Mauler, D A; Gandolfi, B; Reinero, C R; O'Brien, D P; Spooner, J L; Lyons, L A.
Afiliación
  • Mauler DA; Department of Veterinary Medicine & Surgery, College of Veterinary Medicine, University of Missouri - Columbia, Columbia, MO.
  • Gandolfi B; Department of Veterinary Medicine & Surgery, College of Veterinary Medicine, University of Missouri - Columbia, Columbia, MO.
  • Reinero CR; Department of Veterinary Medicine & Surgery, College of Veterinary Medicine, University of Missouri - Columbia, Columbia, MO.
  • O'Brien DP; Department of Veterinary Medicine & Surgery, College of Veterinary Medicine, University of Missouri - Columbia, Columbia, MO.
  • Spooner JL; Klingele Veterinary Clinic, Quincy, IL.
  • Lyons LA; Department of Veterinary Medicine & Surgery, College of Veterinary Medicine, University of Missouri - Columbia, Columbia, MO.
J Vet Intern Med ; 31(2): 539-544, 2017 Mar.

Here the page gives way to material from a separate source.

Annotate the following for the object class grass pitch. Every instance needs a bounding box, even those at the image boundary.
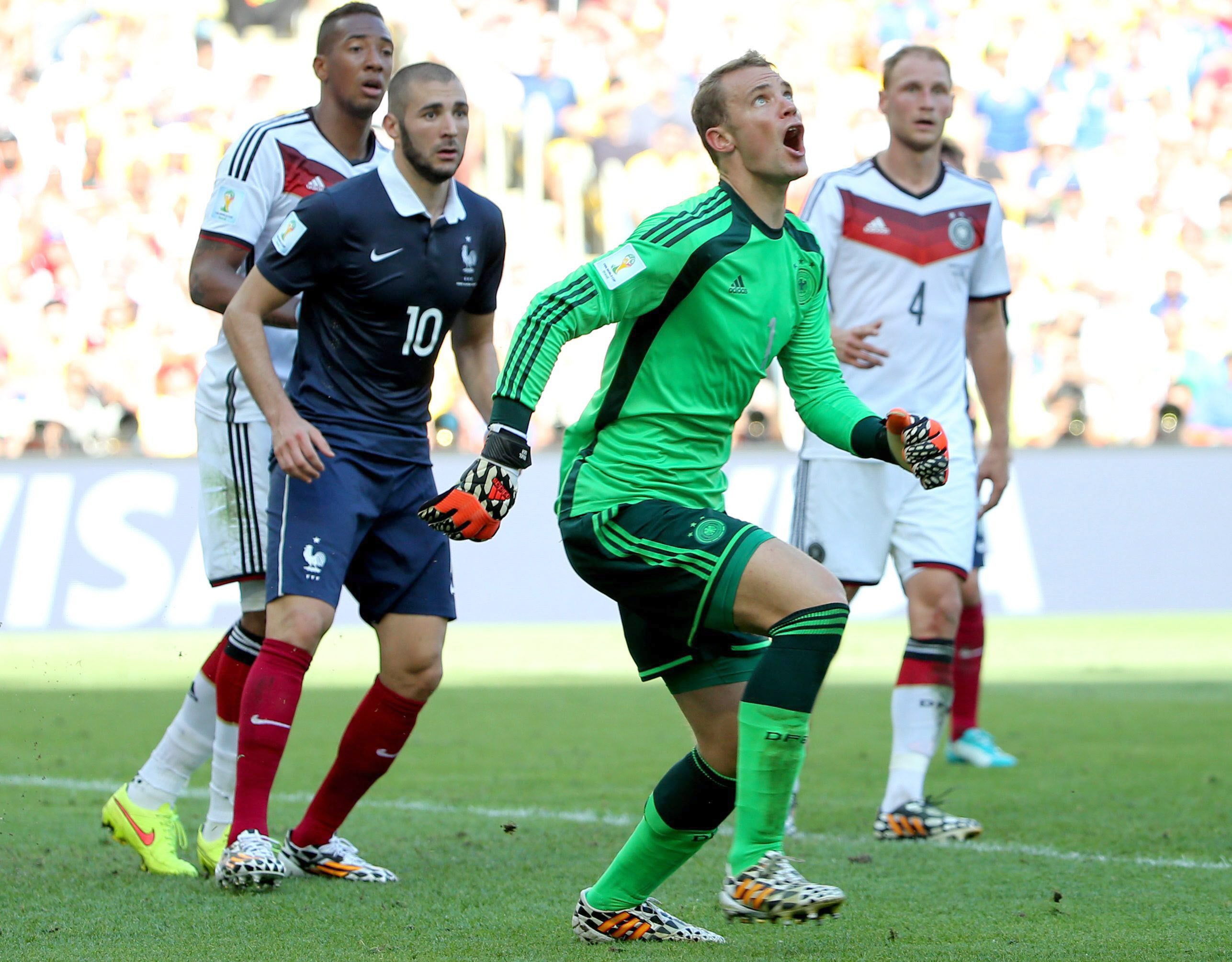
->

Article en En | MEDLINE | ID: mdl-28233346
State-of-the-art health care includes genome sequencing of the patient to identify genetic variants that contribute to either the cause of their malady or variants that can be targeted to improve treatment. The goal was to introduce state-of-the-art health care to cats using genomics and a precision medicine approach. To test the feasibility of a precision medicine approach in domestic cats, a single cat that presented to the University of Missouri, Veterinary Health Center with an undiagnosed neurologic disease was whole-genome sequenced. The DNA variants from the cat were compared to the DNA variant database produced by the 99 Lives Cat Genome Sequencing Consortium. Approximately 25× genomic coverage was produced for the cat. A predicted p.H441P missense mutation was identified in NPC1, the gene causing Niemann-Pick type C1 on cat chromosome D3.47456793 caused by an adenine-to-cytosine transversion, c.1322A>C. The cat was homozygous for the variant. The variant was not identified in any other 73 domestic and 9 wild felids in the sequence database or 190 additionally genotyped cats of various breeds. The successful effort suggested precision medicine is feasible for cats and other undiagnosed cats may benefit from a genomic analysis approach. The 99 Lives DNA variant database was sufficient but would benefit from additional cat sequences. Other cats with the mutation may be identified and could be introduced as a new biomedical model for NPC1. A genetic test could eliminate the disease variant from the population.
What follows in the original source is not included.